If the multimeter used to measure is analog (with an arrow and a display with gradations of values), if the poles are connected correctly, the arrow will show the actual voltage value, but if the poles are reversed, then the arrow will deviate in the opposite direction relative to zero, that is, it shows a negative current value.

Determination of polarity by alternative methods

If it happens that you don’t have a multimeter at hand, but you need to find the polarity, you can use alternative and “folk” means.

For example, speaker wiring charges are checked using a 3-volt battery. To do this, you need to briefly touch the wires connected to the battery to the speaker terminals.

If the cone in the speaker begins to move outward, this will mean that the positive terminal of the speaker is connected to the positive terminal of the battery, and the negative terminal to the negative terminal. If the diffuser moves inward, the polarity is reversed: the positive terminal is connected to the minus, and the negative terminal to the plus.

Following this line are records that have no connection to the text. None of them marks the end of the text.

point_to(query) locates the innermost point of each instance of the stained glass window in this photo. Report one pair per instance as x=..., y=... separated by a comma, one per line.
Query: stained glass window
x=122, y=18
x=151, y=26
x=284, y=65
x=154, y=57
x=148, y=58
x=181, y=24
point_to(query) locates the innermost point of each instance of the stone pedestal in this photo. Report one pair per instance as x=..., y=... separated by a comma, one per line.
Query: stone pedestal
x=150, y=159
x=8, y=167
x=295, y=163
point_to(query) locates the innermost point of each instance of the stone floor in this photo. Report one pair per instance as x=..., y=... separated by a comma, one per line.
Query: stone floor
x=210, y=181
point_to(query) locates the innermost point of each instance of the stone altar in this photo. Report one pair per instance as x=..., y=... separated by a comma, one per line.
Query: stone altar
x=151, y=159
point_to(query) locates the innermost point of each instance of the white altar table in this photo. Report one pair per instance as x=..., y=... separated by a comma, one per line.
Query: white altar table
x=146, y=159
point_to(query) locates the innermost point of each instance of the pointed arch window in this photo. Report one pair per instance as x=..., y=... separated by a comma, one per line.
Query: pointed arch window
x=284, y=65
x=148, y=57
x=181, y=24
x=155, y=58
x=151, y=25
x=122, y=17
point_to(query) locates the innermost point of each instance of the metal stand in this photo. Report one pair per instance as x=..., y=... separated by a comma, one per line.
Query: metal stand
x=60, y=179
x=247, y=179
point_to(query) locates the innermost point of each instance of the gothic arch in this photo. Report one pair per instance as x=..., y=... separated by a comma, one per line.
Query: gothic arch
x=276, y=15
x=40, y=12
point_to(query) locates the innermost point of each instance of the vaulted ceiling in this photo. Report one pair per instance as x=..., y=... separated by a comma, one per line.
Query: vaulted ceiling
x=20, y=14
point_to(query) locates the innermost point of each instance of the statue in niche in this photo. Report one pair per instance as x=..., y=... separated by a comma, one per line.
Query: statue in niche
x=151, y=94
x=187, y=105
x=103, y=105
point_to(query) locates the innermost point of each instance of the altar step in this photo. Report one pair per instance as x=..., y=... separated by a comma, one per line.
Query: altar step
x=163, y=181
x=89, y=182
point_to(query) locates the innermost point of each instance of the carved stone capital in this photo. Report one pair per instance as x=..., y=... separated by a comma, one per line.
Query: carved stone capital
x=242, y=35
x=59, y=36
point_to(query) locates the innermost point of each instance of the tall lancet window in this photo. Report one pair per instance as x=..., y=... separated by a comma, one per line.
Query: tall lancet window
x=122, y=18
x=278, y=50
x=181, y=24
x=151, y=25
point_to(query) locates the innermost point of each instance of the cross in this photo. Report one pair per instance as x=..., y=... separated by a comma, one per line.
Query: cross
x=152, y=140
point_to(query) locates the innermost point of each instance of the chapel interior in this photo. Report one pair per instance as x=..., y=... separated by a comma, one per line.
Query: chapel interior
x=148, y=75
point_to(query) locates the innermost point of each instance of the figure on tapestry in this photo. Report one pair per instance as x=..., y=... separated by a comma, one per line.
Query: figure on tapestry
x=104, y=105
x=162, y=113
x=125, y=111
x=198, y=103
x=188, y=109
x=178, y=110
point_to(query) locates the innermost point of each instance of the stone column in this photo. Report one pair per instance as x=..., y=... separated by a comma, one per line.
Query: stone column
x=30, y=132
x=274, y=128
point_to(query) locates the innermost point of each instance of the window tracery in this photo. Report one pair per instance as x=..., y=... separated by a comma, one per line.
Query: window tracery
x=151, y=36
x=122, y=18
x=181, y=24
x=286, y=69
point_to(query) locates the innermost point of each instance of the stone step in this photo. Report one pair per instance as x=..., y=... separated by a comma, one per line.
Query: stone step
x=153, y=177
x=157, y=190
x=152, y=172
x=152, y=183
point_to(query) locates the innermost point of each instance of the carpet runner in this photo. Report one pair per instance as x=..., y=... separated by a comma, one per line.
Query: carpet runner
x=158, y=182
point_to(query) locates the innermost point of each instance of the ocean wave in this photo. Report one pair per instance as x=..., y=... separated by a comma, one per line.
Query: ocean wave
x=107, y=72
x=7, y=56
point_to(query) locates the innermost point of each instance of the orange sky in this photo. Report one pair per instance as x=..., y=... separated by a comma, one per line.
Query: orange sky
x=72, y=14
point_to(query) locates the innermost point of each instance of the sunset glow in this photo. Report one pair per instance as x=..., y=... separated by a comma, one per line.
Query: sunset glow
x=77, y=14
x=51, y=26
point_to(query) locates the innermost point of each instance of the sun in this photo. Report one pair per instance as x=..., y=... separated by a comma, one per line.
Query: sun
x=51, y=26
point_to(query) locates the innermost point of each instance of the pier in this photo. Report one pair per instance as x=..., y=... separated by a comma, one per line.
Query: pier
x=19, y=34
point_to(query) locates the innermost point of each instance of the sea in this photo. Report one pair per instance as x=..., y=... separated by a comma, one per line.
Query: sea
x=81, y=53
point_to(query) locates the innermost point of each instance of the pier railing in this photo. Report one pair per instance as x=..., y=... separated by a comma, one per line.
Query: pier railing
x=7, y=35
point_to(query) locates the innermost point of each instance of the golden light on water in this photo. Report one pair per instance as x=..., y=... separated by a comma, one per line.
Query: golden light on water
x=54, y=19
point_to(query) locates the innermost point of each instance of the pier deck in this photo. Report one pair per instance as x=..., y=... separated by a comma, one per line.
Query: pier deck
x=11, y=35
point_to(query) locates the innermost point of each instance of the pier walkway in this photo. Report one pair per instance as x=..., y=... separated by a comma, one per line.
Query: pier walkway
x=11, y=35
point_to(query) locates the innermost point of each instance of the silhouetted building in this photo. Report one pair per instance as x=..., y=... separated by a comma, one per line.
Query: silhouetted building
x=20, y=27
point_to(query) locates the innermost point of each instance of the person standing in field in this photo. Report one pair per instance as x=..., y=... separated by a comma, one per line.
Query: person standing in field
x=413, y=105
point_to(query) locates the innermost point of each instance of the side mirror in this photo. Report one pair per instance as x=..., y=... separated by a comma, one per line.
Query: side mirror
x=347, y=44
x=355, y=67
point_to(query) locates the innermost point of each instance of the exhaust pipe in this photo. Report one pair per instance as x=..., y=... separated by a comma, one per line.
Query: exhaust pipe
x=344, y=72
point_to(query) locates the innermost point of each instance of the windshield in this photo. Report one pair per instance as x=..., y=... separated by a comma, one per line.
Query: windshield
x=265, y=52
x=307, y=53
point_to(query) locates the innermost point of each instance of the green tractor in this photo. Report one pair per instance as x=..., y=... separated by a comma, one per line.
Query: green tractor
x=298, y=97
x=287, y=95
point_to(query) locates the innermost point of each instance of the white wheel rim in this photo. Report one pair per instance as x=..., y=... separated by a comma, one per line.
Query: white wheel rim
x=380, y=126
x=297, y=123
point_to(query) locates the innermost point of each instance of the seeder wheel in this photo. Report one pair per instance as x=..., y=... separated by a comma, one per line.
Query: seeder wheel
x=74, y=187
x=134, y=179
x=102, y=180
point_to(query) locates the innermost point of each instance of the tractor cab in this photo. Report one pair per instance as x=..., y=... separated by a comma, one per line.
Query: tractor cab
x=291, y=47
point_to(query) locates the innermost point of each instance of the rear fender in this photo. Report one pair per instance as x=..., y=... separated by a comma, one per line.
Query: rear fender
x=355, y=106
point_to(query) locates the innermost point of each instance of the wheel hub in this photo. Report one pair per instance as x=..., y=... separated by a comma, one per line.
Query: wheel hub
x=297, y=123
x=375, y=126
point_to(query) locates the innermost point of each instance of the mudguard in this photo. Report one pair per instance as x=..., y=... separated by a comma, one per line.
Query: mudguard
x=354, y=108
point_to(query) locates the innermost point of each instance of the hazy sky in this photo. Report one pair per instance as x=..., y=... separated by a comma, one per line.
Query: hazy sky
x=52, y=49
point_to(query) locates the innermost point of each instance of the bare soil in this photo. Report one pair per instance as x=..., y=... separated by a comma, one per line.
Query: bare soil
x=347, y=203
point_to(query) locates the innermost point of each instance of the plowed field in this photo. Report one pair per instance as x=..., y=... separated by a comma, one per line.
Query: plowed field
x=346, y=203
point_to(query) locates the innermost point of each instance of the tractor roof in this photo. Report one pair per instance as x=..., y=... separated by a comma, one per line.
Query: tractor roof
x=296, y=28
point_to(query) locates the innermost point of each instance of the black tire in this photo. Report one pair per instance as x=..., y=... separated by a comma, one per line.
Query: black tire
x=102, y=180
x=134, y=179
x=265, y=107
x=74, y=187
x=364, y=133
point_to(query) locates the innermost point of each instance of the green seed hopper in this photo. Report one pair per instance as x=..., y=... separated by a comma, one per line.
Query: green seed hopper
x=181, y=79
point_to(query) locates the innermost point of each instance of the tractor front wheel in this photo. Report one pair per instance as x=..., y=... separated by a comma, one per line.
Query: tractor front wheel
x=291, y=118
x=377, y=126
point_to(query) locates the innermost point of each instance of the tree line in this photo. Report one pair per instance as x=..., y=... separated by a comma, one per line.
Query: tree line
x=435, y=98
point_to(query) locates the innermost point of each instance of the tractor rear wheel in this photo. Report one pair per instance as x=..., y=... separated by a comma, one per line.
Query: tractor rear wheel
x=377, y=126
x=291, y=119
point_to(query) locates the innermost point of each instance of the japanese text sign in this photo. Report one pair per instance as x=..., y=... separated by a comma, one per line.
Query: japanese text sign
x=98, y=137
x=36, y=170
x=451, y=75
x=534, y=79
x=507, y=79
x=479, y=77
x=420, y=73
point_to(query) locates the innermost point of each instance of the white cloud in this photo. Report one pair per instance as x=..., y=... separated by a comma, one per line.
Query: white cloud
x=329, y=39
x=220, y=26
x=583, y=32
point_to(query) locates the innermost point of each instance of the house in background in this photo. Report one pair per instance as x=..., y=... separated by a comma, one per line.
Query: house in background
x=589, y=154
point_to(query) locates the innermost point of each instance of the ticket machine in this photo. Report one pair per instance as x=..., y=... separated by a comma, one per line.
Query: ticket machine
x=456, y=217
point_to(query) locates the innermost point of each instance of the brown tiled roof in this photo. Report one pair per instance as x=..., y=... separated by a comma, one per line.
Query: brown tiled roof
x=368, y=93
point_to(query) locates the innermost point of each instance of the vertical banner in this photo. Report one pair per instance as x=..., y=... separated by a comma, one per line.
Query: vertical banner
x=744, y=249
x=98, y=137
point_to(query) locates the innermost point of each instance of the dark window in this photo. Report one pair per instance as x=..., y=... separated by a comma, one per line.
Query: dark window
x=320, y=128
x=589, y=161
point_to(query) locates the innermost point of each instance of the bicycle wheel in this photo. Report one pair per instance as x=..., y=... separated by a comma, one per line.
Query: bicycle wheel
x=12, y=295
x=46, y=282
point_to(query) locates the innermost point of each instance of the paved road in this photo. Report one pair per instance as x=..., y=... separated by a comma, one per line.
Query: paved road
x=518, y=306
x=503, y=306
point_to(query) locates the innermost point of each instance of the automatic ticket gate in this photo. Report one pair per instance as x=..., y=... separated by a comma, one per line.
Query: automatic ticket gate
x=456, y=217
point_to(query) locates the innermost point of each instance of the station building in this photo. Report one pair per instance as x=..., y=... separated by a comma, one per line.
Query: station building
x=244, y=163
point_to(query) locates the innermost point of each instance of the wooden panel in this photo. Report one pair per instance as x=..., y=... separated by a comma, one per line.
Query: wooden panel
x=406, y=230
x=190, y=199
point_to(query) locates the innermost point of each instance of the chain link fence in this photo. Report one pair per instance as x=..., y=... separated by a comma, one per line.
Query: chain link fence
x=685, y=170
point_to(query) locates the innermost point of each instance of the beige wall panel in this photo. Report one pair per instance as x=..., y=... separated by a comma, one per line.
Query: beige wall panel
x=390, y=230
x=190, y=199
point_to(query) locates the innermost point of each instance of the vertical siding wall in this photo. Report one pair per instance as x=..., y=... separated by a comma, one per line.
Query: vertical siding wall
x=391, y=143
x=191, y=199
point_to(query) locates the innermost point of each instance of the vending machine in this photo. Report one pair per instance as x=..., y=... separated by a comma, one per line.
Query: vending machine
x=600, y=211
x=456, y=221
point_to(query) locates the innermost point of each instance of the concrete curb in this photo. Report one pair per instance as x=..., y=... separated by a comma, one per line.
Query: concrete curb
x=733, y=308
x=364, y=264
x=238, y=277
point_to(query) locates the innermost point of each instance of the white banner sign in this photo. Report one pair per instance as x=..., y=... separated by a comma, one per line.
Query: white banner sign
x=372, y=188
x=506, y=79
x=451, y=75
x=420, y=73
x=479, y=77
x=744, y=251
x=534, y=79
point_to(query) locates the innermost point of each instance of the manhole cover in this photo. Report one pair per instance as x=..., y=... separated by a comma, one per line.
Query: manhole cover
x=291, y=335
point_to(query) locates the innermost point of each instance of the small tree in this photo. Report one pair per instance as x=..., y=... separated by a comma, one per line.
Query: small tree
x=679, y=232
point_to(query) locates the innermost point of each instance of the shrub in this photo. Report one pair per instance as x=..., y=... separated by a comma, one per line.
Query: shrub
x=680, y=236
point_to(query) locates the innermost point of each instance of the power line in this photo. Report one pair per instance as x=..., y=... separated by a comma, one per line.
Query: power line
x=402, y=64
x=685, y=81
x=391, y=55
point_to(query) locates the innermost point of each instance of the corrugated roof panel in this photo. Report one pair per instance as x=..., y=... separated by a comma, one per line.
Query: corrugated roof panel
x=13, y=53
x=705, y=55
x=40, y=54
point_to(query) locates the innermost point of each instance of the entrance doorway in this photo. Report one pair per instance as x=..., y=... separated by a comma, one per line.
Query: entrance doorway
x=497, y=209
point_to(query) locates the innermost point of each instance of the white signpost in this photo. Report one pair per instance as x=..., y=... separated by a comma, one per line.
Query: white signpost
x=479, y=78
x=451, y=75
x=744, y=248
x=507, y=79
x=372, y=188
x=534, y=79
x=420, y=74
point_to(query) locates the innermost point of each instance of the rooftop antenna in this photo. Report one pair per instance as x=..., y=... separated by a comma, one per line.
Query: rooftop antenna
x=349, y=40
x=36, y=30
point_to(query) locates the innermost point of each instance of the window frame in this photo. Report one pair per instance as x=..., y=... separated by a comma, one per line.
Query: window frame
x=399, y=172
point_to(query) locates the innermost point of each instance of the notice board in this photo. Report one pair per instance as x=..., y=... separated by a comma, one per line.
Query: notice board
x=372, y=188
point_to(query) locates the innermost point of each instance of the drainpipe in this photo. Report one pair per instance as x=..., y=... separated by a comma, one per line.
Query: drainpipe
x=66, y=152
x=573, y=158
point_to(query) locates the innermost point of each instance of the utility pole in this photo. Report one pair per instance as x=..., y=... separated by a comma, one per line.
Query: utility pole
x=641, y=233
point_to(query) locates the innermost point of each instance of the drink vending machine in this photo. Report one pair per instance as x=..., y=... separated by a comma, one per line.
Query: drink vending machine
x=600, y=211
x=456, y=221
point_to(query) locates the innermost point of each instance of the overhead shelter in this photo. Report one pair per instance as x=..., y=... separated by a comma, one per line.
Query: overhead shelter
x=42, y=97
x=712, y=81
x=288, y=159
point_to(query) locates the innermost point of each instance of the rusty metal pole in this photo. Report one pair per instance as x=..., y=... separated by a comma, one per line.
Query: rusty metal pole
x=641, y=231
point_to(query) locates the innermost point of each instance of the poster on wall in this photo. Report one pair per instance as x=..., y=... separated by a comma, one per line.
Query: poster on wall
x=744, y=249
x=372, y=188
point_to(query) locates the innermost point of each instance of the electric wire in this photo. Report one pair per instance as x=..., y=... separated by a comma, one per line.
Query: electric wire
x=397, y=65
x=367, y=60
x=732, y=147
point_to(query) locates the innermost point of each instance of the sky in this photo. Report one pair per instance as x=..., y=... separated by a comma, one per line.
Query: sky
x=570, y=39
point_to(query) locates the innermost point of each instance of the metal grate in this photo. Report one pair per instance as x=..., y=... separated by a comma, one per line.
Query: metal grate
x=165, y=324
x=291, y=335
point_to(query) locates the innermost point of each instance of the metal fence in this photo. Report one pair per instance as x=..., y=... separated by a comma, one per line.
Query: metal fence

If you need to connect a DC power supply or battery, but there are no polarity markings on them, and you don’t have a multimeter at hand, plus and minus can be determined by “folk” methods using improvised materials.

The easiest way to determine polarity that you can use at home is to use potatoes. To do this, you need to take one raw potato tuber and cut it in half. After this, two wires (preferably of different colors or with any other distinctive sign) with their bare ends are stuck into a cut of potato at a distance of 1-2 centimeters from each other.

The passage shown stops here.